Wednesday, January 23, 2008

American Sign Language Finger Spelling Recognition System

This paper presents a simple way of recognizing the sign gestures which after being recognized can be used as an input to a speech engine or text editing software for speaking or displaying the alphabet. The authors have used 18 sensor cyberglove to capture the sensor response for the sign language gesture for an alphabet and trained a neural network (perceptron) to recognize the alphabet corresponding to the gesture. The input to the neural network is the 18x24 matrix which represents the sensor response of 24 alphabets (except J and Z) and also a 24x24 identity matrix which represents the targeted Alphabet. This input is used in to train a Neural Network using MATLAB toolbox and then, for real-time usage, integrated with Lab view (a product developed by National Instruments for real-time applications).

In order to recognize a gesture, user makes the sign language gesture corresponding to the alphabet, which is then fed to the Neural Network framework running on Lab view. This framework responds back with a 1x24 matrix with ‘1’ at the position of the alphabet corresponding to the gesture interpretation by the neural network.

Discussion:

This is a pretty straight forward and simple approach to recognize the sign languages. However the limitation is that it is very user dependent and it works only, if the network is trained from the data obtained by the user who is intended to use the system. Another drawback is the omission of ‘J’ and ‘Z’ which makes it incomplete. It would have been better if some other gestures are used for J and Z which can be taught to the intended users. Also, neural network is very prone to noise and it would have been better, if the authors would have tried to add artificial noise while training which would have made training robust enough and might have increased accuracy. I feel for besides the alphabets, there should be some gesture for deletion and break also as then we can use the system to recognize alphabets which will form words, completion of the word can be represented by the break gesture, and then it can be fed to the speech generation system which can speak the word. Before using break, we can edit the word using the delete gesture which can delete an alphabet.

4 comments:

- D said...

I think that using a perceptron as your classifier is a bad idea, as they require the data to be linearly separable. Apparently their data was, as a linearly inseparable data set would cause the perceptron to iterate infinitely (unless you stopped it after so many iterations). Additionally, I think adding artificial noise is a bad idea. How do you know what kind of noise to add? Use a better neural network (which can be robust to noise) and more users.

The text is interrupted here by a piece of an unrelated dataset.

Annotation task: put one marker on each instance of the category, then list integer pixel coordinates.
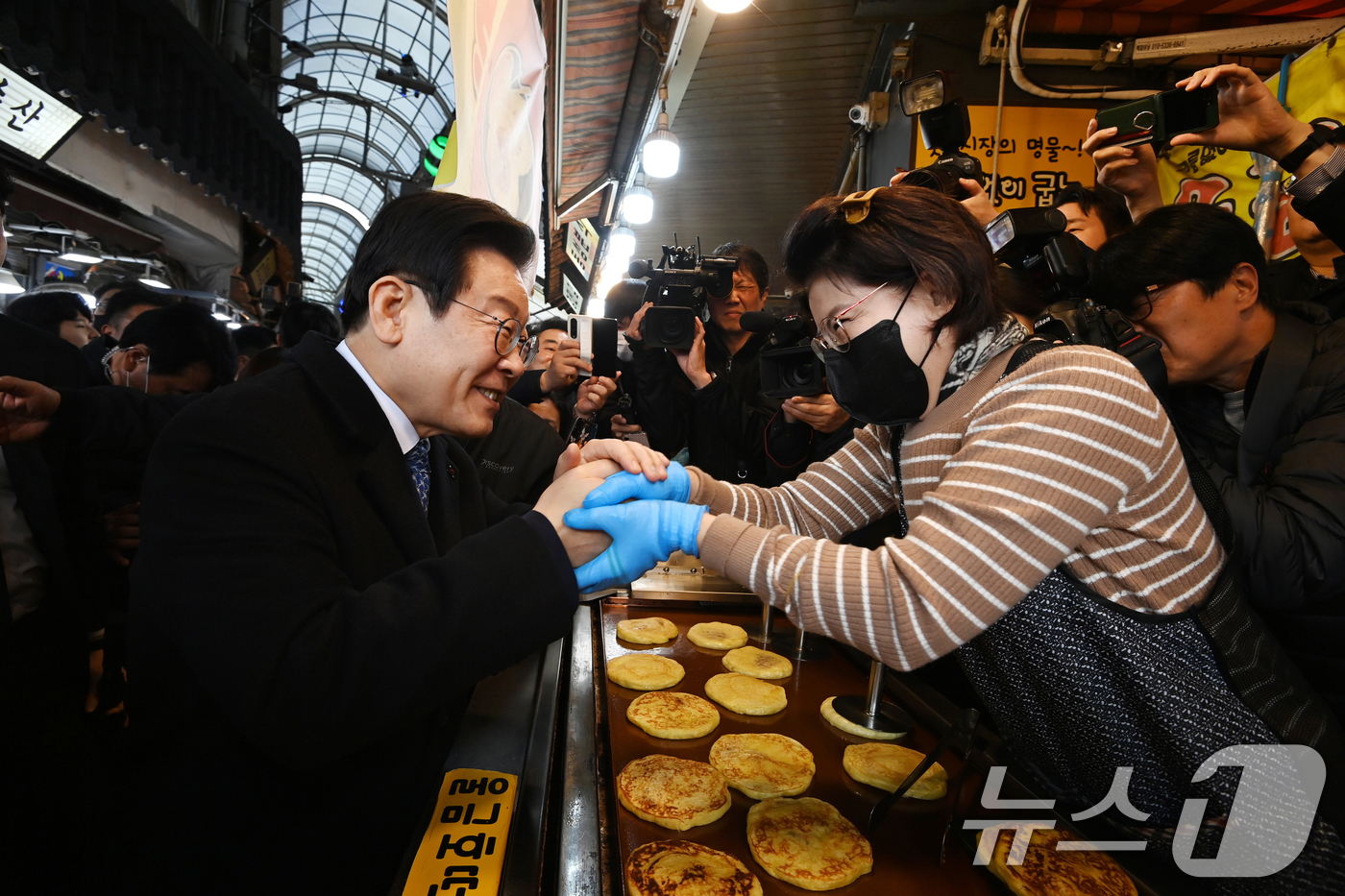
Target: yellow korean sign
(463, 849)
(1039, 150)
(1231, 180)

You mention adding break and delete gestures. This would be good if you wanted to make a finger-spelling system that you used to type something into MS Word. Bad for people that want to communicate for finger spelling, as it would be completely unnatural to a native signer.

Pankaj said...

I believe this system is meant for the people to communicate through text and speech when the other person is not able to understand the sign language.

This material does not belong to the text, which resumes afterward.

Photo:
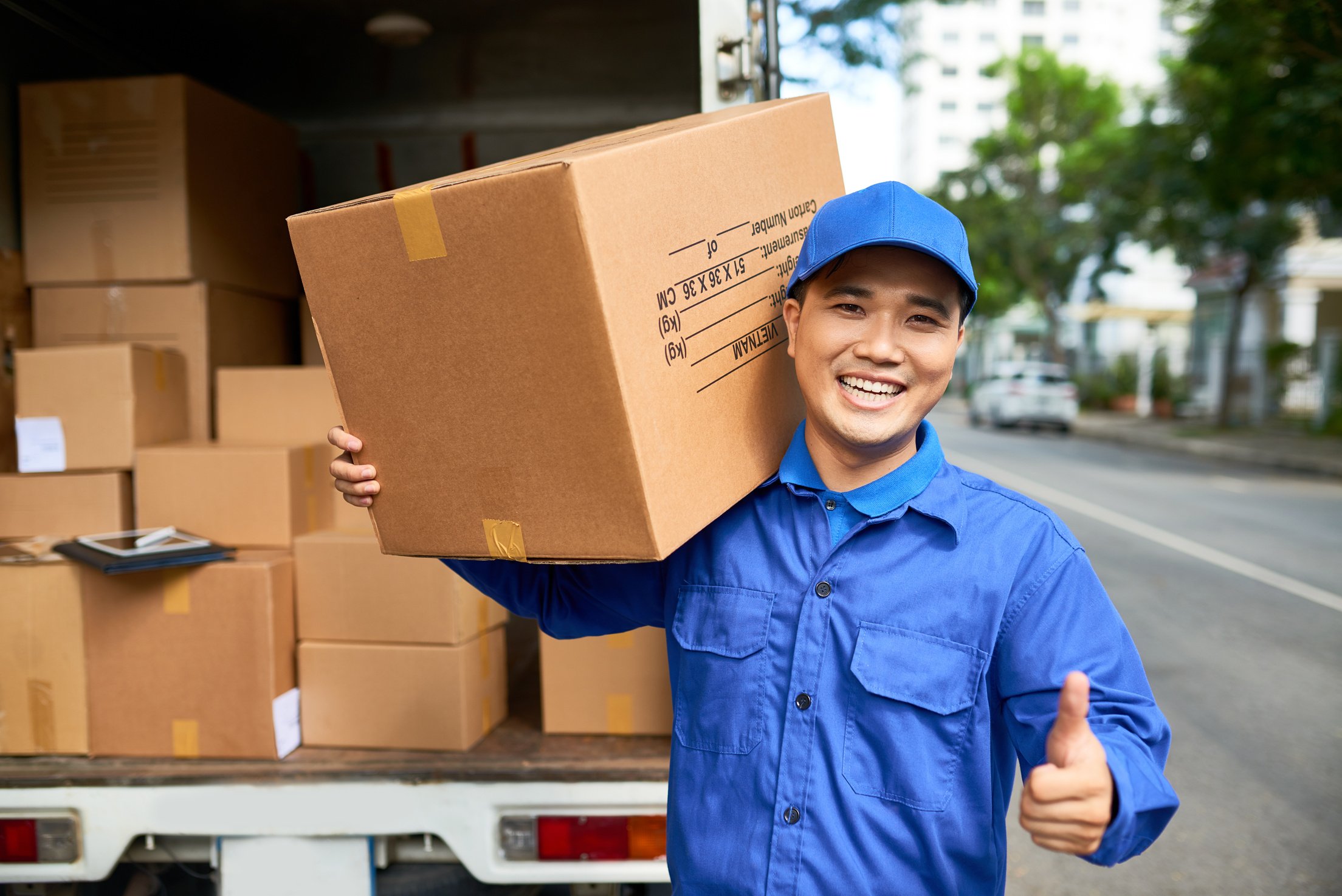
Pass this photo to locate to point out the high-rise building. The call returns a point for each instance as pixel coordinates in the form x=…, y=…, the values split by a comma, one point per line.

As far as noise addition is concerned, yes we can model the noise by analysis of the data but it is cumbersome. Usually in NN we may add a gaussian or poission noise, the idea is to train the network to kind of deal with the corrupted input.

Brandon said...

if this system is meant to be used by deaf people (as mentioned by the author) then i'm not sure how well they would adapt if you came up with alternative ways to represent 'J' and 'Z'. if they have been signing their entire life it would probably be hard to break them of the habit. if the target user was a novice to sign language then it may be easier to teach them an alternative way to sign a 'J' and 'Z'.

Pankaj said...

I agree it requires some training but I don't feel that learning two alphabets in different sign for communication would be difficult.